The details given there for the nature of the crash and the error message are still relevant, however I have managed to recreate the issue in a much smaller example.

The basics are:
For a data frame variable d:

d.Histo1D("Column_Name")->DrawCopy();

works for every column in the file. However,

d.Histo1D("Column_Name","Weight")->DrawCopy();

only works for columns which have a single value per event.
For example, I have a column "Muon_n", which contains the number of muons detected in the event. This works with the weights in Histo1D. I also have a column "Muon_Pt", which contains an array of the transverse momentum for each of the muons in the event, and hence can have multiple values.

This pattern of only crashing for arrays is consistent for the many columns I have tested, but as far as I can tell the action should still be valid for these columns?


#2

Hi,
what’s the error message or stacktrace that you get with the crash?

Note that “Column_Name” and “Weight” must be either both scalar or both arrays of the same length.


#3

Hi,
The compiler message is in reference to the Exec method, it’s given in the link above.

That will be my issue though, my weights are scalar and it crashes when columns are arrays.

The weights I’m using are on a per event basis, and I would have imagined this was one of the most common uses for weights. Would it not make sense to have an implementation where a scalar weight is applied for each element of a vector column? Otherwise I would have to define a large number of weight columns with arrays the same size as various other columns.


#4

Hi Harry,

thanks for taking the time to post this. This is a missing feature in RDF. I acknowledge that we should be able to histogram arrays weighted by scalars, e.g. in the case of 1 weight per event. I’ll open a JIRA item for this and link it on this thread.

Now, something to unblock you. We can make your weight an array and make RDF work happily.

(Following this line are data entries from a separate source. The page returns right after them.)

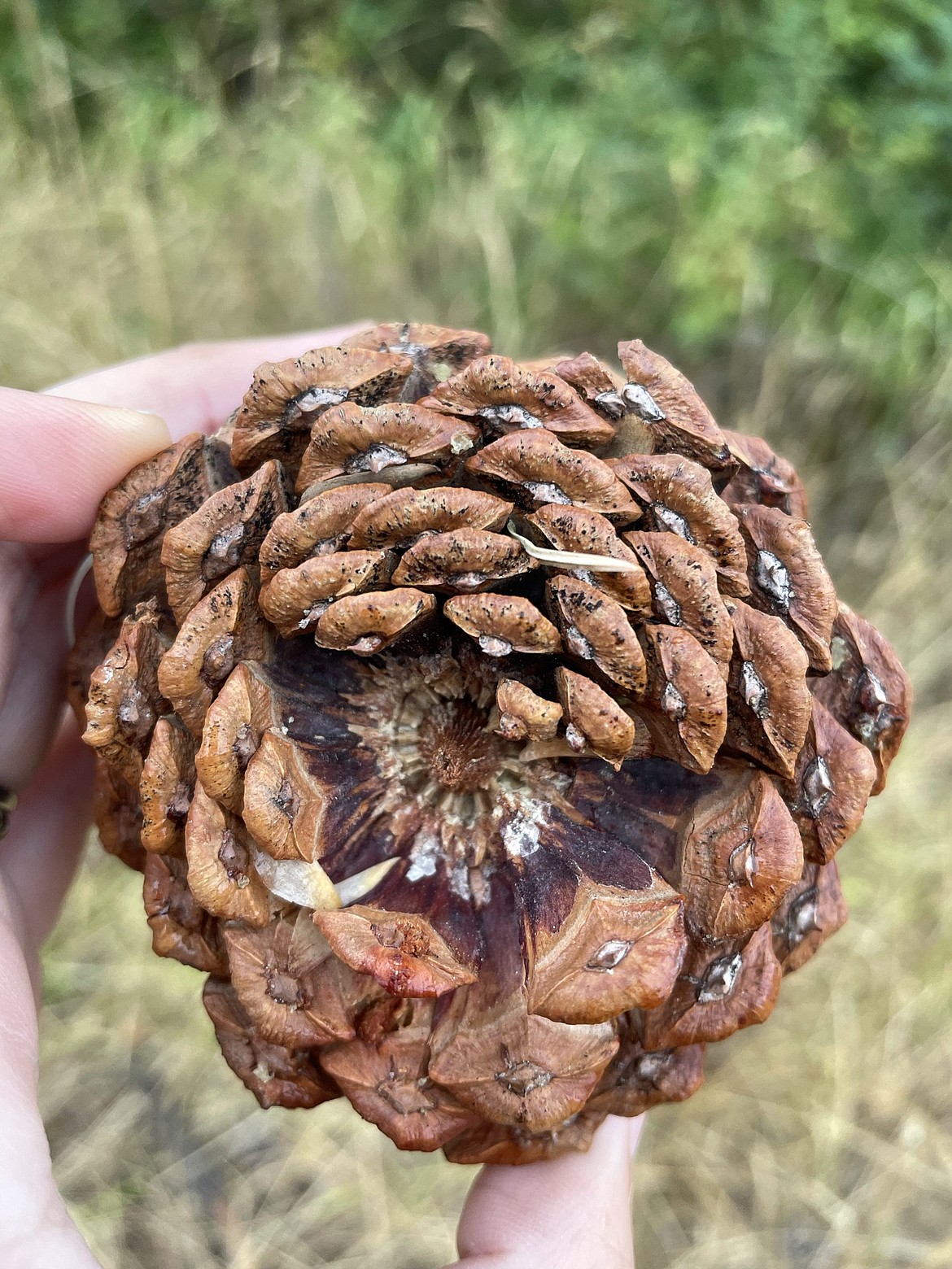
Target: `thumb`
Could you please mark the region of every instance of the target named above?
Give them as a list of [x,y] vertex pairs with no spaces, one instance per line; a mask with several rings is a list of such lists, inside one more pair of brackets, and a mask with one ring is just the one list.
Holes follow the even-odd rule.
[[0,388],[0,539],[85,537],[107,490],[170,443],[154,414]]
[[459,1220],[457,1269],[633,1269],[631,1155],[641,1121],[609,1115],[588,1154],[489,1165]]

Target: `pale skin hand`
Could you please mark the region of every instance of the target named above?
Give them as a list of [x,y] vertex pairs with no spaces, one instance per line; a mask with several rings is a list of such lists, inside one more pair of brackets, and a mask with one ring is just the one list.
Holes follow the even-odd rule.
[[[366,325],[366,324],[362,324]],[[37,1108],[38,948],[89,822],[91,755],[62,722],[66,588],[99,499],[189,431],[213,430],[251,372],[350,330],[189,345],[36,395],[0,388],[0,786],[20,794],[0,841],[0,1264],[95,1269],[53,1183]],[[66,543],[66,544],[63,544]],[[467,1269],[632,1269],[638,1121],[588,1155],[485,1167],[459,1221]]]

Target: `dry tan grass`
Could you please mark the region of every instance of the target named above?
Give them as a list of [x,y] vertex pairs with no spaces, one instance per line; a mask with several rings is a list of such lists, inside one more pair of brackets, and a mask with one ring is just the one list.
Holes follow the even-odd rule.
[[[36,386],[183,338],[372,306],[390,316],[401,288],[407,315],[433,311],[425,287],[400,277],[396,244],[367,231],[359,189],[329,185],[316,165],[283,207],[239,207],[248,155],[227,135],[201,197],[185,141],[190,176],[176,184],[174,165],[141,170],[118,140],[112,165],[63,175],[6,137],[4,382]],[[471,193],[459,232],[481,235],[500,324],[522,340],[493,193]],[[362,245],[380,251],[373,278],[341,274],[353,242],[340,226],[354,216]],[[919,707],[886,796],[842,857],[850,924],[784,985],[765,1028],[712,1053],[691,1103],[650,1115],[638,1264],[939,1269],[952,1264],[948,385],[910,404],[906,440],[873,445],[844,421],[849,385],[803,371],[817,360],[796,330],[735,362],[707,376],[722,418],[767,428],[803,461],[843,594],[900,647]],[[838,429],[845,442],[834,443]],[[140,905],[138,879],[91,850],[46,953],[43,1108],[57,1176],[103,1263],[449,1259],[471,1170],[399,1155],[341,1103],[258,1110],[217,1056],[198,976],[152,957]]]

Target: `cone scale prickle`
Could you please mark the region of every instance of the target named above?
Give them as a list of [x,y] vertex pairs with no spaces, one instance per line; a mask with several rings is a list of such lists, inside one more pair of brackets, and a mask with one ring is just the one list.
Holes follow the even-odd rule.
[[845,920],[909,680],[793,468],[618,354],[378,326],[103,500],[96,824],[261,1105],[584,1150]]

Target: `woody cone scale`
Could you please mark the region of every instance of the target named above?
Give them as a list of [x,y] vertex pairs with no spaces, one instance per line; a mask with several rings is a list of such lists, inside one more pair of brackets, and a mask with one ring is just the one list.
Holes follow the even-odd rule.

// Mimick something which looks like the DF discussed above
// The content of the branches is garbage, but the types are right :)
float w=2.f;
std::vector<float> pts;

ROOT::RDataFrame df0(4);
auto df1 = df0.Define("Weight", [&w]() { return w++; })
              .Define("Muon_pts", [&pts, &w]() {pts.emplace_back(w++);return pts; });

// Transform the single weight in multiple weights
auto weight2weights = [](float w, const std::vector<float>& pts){
    return ROOT::RVec<float>(pts.size(), w);
    };
auto df = df1.Define("Weights", weight2weights, {"Weight", "Muon_pts"});

// Finally create the histo
auto h = df.Histo1D("Muon_pts", "Weights");

h->DrawCopy();